Monday, June 19, 2006

Open source journalism

Today's Washington Post had the best analysis I've read in the mainstream press about the relationship between newspapers, online news, and bloggers.

It says that newspaper executives and editors have been very slow to recognize that there is nothing they can do to "wall off" the influence of the blogosphere. Instead, they need to recognize that they must become more interactive or expire at a more rapid rate than is occurring naturally.

The analysis also raises the possibility of newspapers and other media outlets of declaring their partisanship of one stripe or another.

The day after President Bush was re-elected in 2004, I suggested on my blog that at least some news organizations should consider themselves the opposition to the White House. Only by going into opposition, I argued, could the press really tell the story of the Bush administration's vast expansion of executive power.

That notion simply hadn't been discussed in mainstream newsrooms, which had always been able to limit debate about what is and isn't the job of the journalist. But now that amateurs had joined pros in the press zone, newsrooms couldn't afford not to debate their practices. This is disruptive because if the unthinkable cannot be ignored, professional correctness loses its power.
That's a drum Tom Roeser has been beating for some time at his excellent blog, one of the most interesting around.

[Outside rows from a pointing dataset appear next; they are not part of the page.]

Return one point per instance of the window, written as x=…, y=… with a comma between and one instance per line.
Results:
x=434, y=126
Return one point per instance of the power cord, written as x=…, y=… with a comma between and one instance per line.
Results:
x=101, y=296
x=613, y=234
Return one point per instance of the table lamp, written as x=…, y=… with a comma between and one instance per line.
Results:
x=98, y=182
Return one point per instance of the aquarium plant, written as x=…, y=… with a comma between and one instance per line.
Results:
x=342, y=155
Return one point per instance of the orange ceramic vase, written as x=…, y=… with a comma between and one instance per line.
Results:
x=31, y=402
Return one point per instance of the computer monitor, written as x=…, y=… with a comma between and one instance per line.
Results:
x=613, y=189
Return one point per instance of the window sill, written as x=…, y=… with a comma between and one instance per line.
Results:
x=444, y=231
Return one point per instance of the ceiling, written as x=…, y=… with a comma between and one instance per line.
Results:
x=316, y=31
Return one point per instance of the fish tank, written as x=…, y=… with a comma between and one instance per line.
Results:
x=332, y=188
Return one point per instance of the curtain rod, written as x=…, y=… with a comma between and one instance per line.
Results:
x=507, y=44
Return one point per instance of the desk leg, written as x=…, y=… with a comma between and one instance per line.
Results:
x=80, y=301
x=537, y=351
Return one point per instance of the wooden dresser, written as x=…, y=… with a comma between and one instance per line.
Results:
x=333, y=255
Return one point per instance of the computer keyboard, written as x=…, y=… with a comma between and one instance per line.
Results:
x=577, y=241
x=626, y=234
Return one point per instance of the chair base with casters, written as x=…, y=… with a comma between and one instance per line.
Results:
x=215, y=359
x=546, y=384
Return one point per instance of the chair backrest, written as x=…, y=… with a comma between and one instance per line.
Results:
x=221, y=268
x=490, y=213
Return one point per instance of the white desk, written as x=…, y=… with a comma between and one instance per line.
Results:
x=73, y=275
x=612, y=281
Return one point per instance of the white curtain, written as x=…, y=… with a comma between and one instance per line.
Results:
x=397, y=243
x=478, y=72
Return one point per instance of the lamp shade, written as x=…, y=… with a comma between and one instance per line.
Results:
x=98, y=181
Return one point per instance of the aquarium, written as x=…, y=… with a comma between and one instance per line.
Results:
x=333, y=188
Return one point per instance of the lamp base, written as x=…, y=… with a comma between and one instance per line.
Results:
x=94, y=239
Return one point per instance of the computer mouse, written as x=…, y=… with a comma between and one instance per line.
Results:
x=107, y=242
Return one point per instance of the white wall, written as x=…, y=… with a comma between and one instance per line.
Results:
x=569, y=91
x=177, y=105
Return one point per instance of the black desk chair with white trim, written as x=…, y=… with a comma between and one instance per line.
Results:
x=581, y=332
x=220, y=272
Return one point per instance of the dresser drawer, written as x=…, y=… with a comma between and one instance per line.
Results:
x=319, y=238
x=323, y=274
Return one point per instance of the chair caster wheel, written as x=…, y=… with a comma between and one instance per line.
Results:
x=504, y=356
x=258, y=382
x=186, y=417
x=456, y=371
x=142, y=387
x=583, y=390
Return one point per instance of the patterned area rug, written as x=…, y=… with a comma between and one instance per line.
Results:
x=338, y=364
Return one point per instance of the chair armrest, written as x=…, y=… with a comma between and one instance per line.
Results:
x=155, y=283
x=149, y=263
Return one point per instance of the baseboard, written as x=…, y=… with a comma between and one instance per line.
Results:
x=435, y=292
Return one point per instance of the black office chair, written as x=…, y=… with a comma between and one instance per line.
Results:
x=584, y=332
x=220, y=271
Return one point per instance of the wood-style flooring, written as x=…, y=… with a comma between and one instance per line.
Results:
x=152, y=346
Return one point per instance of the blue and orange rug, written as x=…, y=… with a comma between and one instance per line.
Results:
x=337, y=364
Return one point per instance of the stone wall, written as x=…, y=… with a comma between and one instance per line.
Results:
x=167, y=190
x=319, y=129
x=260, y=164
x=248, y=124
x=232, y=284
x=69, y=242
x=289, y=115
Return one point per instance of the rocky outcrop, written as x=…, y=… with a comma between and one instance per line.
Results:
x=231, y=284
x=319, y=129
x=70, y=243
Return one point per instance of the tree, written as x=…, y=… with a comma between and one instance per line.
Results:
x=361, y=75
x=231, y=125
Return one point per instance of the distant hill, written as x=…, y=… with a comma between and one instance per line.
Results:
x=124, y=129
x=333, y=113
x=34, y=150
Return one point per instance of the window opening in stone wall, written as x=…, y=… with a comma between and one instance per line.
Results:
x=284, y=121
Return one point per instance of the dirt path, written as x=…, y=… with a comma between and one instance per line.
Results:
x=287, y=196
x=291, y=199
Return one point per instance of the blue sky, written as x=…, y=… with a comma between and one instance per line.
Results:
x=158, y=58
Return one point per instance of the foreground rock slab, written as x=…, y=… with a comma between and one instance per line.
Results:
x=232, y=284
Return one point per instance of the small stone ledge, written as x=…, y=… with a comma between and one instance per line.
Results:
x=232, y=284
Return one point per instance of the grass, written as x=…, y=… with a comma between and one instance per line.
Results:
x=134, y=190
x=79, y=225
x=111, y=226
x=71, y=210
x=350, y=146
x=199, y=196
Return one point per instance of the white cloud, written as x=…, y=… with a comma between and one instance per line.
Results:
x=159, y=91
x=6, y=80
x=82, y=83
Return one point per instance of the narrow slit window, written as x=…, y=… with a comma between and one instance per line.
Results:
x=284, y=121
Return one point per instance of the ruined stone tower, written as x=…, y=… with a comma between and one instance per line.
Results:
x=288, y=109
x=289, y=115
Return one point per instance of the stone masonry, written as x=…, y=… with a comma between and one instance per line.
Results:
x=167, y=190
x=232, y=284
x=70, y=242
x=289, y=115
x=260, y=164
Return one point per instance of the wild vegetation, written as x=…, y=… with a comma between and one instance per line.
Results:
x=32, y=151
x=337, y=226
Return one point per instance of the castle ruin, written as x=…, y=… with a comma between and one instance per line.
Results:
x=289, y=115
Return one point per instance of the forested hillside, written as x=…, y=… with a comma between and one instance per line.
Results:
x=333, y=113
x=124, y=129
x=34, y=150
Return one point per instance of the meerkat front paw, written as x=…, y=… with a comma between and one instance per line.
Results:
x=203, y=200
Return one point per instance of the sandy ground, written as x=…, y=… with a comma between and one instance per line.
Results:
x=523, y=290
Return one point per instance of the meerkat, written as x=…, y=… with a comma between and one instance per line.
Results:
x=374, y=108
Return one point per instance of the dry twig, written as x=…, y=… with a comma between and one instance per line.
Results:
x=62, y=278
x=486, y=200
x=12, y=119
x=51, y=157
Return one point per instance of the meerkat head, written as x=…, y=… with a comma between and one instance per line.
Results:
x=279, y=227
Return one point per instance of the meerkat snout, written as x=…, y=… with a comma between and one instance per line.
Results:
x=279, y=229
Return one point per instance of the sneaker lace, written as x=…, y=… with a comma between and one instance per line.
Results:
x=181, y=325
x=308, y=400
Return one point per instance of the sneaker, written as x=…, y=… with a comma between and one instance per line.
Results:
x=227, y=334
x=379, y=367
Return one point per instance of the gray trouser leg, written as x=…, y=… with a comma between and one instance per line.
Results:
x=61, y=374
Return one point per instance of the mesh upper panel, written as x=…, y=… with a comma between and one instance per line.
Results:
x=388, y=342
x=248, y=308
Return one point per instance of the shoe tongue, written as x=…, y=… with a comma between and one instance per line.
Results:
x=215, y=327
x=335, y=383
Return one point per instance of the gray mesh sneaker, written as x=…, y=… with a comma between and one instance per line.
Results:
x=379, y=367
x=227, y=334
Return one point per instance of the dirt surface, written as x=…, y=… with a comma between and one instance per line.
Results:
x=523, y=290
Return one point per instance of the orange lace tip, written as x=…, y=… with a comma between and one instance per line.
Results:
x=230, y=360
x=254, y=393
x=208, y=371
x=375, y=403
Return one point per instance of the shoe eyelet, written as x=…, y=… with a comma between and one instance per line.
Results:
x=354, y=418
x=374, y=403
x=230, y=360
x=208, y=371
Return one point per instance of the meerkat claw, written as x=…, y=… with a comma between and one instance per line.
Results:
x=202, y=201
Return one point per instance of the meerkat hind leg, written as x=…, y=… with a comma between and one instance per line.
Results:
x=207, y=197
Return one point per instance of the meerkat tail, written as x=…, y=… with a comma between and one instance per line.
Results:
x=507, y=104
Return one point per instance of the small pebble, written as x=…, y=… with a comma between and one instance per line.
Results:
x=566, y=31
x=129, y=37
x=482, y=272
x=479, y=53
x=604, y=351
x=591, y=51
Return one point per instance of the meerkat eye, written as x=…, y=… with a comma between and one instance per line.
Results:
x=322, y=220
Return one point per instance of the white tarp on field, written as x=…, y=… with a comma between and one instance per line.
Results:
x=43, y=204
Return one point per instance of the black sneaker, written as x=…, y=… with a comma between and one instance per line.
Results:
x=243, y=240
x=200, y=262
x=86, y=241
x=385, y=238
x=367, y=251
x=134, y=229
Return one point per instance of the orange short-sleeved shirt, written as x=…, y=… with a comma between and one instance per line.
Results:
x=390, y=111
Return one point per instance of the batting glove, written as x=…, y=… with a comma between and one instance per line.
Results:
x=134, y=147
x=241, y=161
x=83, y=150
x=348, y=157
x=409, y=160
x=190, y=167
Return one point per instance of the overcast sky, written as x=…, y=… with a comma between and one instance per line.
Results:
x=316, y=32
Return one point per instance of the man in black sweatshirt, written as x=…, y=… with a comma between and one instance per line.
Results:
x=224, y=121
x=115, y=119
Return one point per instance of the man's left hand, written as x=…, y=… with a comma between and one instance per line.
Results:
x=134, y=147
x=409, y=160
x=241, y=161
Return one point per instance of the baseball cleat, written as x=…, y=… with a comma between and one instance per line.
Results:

The whole debate reminds me of the way I use software on my Apple computer. Apple's operating system is wide open -- meaning it allows open source developers to come up with all sorts of specialty software that operates lean and mean for whatever specific function you are looking for.

I find that I use behemoths like Microsoft Word less and less. Those programs are massive, slow and not fun to use. Just like most of the big media outlets.